Four years into the seven-year Oil-for-Food (search) program, with graft and mismanagement by then rampant, Frechette intervened directly by telephone to stop United Nations auditors from forwarding their investigations to the U.N. Security Council. This detail was buried on page 186 of the 219-page interim report Volcker’s Independent Inquiry Committee released Feb. 3.

This decision from within Annan’s office left only the Secretariat privy to the specifics of the waste, bungling and contractual breaches detailed by U.N. internal auditors in dozens of damning reports. The extent of what Annan’s office knew was not available either to the Security Council or the public until Congress finally forced the issue and the United Nations produced the reports in conjunction with a Volcker "briefing paper" in January.

Frechette, 58, came to the United Nations following a long career as a Canadian civil servant. The first Deputy Secretary-General in U.N. history, she has served since 1998 as Annan’s chief administrator. She also chairs the steering committee on U.N. Reform and Management Policy.

Frechette’s actions stand in sharp contrast to the assertions of Annan and his public relations staff that the Security Council – and not the Secretariat – supervised the more than $110 billion Oil-for-Food program. Her decision, as documented by Volcker, also places responsibility squarely in the secretary-general’s office for obscuring mismanagement of the program from the Security Council (search).

Release the hounds and let at 'em.

-- posted by Lawhawk



Top 150.   Mar 2, 2005 7:24 AM

» Lawhawk - By Boutros-Ghali - Former UN Sec.
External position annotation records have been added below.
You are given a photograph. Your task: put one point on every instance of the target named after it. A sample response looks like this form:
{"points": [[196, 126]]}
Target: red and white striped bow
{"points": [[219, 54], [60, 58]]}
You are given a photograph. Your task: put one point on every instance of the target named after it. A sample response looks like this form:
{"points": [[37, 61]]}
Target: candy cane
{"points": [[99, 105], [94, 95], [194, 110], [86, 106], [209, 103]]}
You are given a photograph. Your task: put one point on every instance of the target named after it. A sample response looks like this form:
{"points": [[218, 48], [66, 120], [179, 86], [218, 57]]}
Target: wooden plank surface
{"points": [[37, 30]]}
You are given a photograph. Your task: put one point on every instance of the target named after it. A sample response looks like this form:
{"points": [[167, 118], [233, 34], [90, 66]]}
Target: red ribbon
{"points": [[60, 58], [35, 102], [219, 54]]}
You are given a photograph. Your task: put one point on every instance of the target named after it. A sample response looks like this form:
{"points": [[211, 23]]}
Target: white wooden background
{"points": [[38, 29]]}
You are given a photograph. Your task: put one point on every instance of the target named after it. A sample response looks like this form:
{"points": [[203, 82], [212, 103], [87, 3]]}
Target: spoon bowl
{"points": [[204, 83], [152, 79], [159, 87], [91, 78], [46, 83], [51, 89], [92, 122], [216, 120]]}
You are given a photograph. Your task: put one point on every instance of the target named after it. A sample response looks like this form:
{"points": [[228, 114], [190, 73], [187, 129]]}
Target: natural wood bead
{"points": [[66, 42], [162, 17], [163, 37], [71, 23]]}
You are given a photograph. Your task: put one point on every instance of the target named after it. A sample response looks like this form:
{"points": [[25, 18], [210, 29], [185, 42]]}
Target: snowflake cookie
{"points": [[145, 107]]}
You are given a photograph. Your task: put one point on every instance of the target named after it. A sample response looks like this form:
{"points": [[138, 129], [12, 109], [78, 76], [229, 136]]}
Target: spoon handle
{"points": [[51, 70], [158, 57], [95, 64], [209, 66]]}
Gen. Implicated?

http://www.nypost.com/news/worldnews/416... - again, not a real surprise that members of the UN were deeply involved in UNSCAM, but this is the most significant indication that Saddam Hussein thoroughly coopted the UN's oversight regime for OFF.

Former U.N. Secretary-General Boutros Boutros-Ghali worked against U.S.-backed sanctions against Saddam Hussein — and even had an Iraqi Ba'athist advising him on Middle East policy, a former U.N. official said.
In a blistering statement released by the House International Relations Committee last night, Paul Conlon, who used to work on the Iraq Sanctions Committee, said lax management and the former secretary general's opposition to U.S. policies played a key role in the morphing of the oil-for-food program into the world's biggest financial scandal.

Congressional investigators and law enforcement agencies have recently been taking a closer look at Boutros-Ghali, who was secretary general at the time when the U.N. oil-for-food program was launched.

The U.N. Commission, headed by former Federal Reserve Board Chairman Paul Volcker, is said to be interested in links between several of Boutros-Ghali's relatives and a company that benefited from sweetheart U.N. oil deals.

In the latest bombshell released in advance of new congressional hearings today, Conlon wrote that the Egyptian-born Boutros-Ghali was opposed to sanctions imposed on Iraq in the wake of its invasion of Kuwait and took a "neutral stance" toward Saddam.

Many U.N. agencies had "good relations" with Saddam's regime, Conlon added, and Boutros-Ghali "appointed a retired Iraqi diplomat" as his Middle East adviser.

-- posted by Lawhawk



Top 151.   Mar 10, 2005 1:16 PM

» Lawhawk - Another Annan relative implicated in scandals..

This time, it's Kofi's nephew. It's nice to know that the UN was a jobs program for the Annan clan.